This means, thanks to the wonders of the Internet (thank you, Internet, for providing me with this handy-dandy Becquerel to Curie converter, because a week ago I'd never heard of a becquerel, much less had any idea how to convert it to nanocuries), I've been able to determine that the dose of radioactive iodine of 170 becquerels detected in the Fukushima city water supply is equivalent to 12.4 bananas. Note: That's not the dosage one receives from eating 12.4 bananas; that's how much one is exposed to radiation by 12.4 bananas.


I've had some friends and relatives express concern that I'm not planning on canceling my trip to Japan planned for the end of May, about 8 weeks from now. While I appreciate the concern, from the numbers released from the Japanese government of readings taken yesterday it looks like if I were to go to Utsunomiya (a city I plan on visiting in two months) right now, I would be exposed to and additional 5.62 bananas while I'm there. It's sweet of people to worry, but given the half life of radioactive iodine is about 8 days, I suspect that I probably will not need to wear special clothing to handle the additional five and a half bananas' worth of exposure.


(The Japanese government, by the way, lists safe exposure at the 21.9 banana level. Personally, I'm a bit concerned with how lax the US government is on their standards, since I regularly see more than 30 bananas at a time in my local supermarket.)
 
 
 
(Deleted comment)
Sandpanthersandpanther on March 21st, 2011 02:30 am (UTC)
She should totally go. I had an opportunity to study abroad when I was in college and ended up not taking it for what seemed like really good reasons at the time, and have regretted it ever since. Actually being somewhere where she has to use the language constantly will help out so much in achieving full fluency, and is a great opportunity. Hooray to you all for not listening to the news media's inflated panic!

Tokyo's fine. It'll take a lot more disaster than what we've seen so far for Tokyo to be under any threat from the radiation. As far as I can tell it survived the earthquake reasonably well, which I consider to be pretty impressive given the magnitude of the 'quake. Because of how Tokyo Bay is angled, it was never in any danger from the tsunami.

From what I've seen, the radioactivity they're detecting in the food and water is radioactive iodine. It has a half life of about 8 days. It'll all be gone long before she gets there. If they have to vent more steam then that will release more of the cesium, which sticks around longer. But even if that happens, it's unlike that Tokyo will receive any significant dosage.

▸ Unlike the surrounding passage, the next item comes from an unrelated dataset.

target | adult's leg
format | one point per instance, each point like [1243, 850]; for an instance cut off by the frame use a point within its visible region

(I've been doing a lot of research, since I've got a trip to Japan planned in two months.)
Cirdancirdan_havens on March 20th, 2011 05:21 am (UTC)
My sweet, my sweet banana...

Well, you'll still have time to change your plans if anything explodes.
Sandpanthersandpanther on March 21st, 2011 02:48 am (UTC)
Trip insurance is my friend.

So are bananas. Mmmm, bananas!
like a fortune cookie (short and vague): keita ][ !konzatsu on March 21st, 2011 05:53 am (UTC)
i already know my family's going to worry about me going in the summer, and my coworkers are already asking me about this. i think i'm going to have to send this to my dad and make him show it to my grandmother to avoid any panicked phone calls.
Sandpanthersandpanther on March 22nd, 2011 03:54 am (UTC)
Please feel free to share this! I'm going in about two months, so I've already gotten one extended freak-out from my folks, and expect to get more from the relatives later. Another article to look at (from someone genuinely scientific, rather than just me and Wikipedia) can be found here. MIT's Nuclear Science and Engineering department has been hosting a blog with useful information as well. I'm planning on doing a more detailed post on why, exactly, things aren't as scary as the news media is making it out to be, but I've run out of time tonight. Bottom line: most of the stuff they're finding is Iodine-131, which has a half life of 8 days. By the time you get there, all of it will be gone.